In October, there was outrage when UK libel lawyers Carter-Ruck prevented a newspaper from repeating questions asked in Parliament. The issue was regarding the lawyers’ client, Trafigura, which several media outlets including The Guardian and the BBC reported had dumped toxic waste in the Ivory Coast, leading to many deaths and other health issues.
Trafigura took a very aggressive stance, using the UK’s outdated libel laws to gag the media, and questions in Parliament. When the Guardian reported that it had been served with a “super-injunction” that didn’t allow it to name Trafigura, or Carter-Ruck, *or* the fact that they had taken out an injunction on them, the Internet took up the case and plastered the details everywhere. Twitter in particular came into play.
That moment was hailed as a victory of the Internet over efforts to clamp down on free speech and comment, but Trafigura and Carter-Ruck simply bided their time and have again launched into an aggressive clampdown, this time removing an article from the BBC website that covered its Newsnight investigation.

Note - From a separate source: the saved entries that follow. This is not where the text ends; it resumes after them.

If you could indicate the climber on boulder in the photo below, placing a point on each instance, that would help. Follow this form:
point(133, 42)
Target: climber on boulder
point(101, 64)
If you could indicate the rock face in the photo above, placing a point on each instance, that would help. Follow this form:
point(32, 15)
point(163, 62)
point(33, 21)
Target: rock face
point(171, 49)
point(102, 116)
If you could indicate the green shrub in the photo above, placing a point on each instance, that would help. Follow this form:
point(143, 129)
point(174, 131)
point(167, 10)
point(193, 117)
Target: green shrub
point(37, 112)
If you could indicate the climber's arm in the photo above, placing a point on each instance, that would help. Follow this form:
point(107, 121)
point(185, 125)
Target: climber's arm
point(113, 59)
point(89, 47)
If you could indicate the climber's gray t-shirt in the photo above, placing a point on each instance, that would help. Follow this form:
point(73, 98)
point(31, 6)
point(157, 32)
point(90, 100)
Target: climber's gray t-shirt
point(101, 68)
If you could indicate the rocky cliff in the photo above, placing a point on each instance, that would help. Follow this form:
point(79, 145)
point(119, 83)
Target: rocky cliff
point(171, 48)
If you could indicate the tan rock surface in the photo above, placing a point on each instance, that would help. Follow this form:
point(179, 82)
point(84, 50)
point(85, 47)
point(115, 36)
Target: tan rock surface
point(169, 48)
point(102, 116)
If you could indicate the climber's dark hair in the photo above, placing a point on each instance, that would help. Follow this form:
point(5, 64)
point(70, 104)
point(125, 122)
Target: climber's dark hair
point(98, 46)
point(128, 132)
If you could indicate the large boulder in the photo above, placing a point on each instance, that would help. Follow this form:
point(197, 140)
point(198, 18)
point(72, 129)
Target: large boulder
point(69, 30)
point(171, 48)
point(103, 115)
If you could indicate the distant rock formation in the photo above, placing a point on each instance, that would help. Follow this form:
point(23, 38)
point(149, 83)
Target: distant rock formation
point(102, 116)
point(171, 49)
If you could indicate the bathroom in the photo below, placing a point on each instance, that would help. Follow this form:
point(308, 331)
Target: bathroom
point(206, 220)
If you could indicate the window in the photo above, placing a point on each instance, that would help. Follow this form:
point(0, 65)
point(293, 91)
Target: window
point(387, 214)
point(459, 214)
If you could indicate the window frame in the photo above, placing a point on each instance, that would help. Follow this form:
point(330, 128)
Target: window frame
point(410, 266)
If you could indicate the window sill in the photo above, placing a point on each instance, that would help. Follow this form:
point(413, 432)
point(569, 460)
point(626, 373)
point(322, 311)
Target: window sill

And so, people on the Internet are again picking up the baton and posting the information online, including a video of the Newsnight programme that covered Trafigura and its toxic waste dumping scandal. It is posted above. Presumably, Trafigura will now direct Carter-Ruck to take action against YouTube, at which point I am sure this will take another turn around the roundabout. Hopefully until Trafigura’s learns a valuable lesson.
I would encourage any bloggers or twitterers out there to disseminate this information.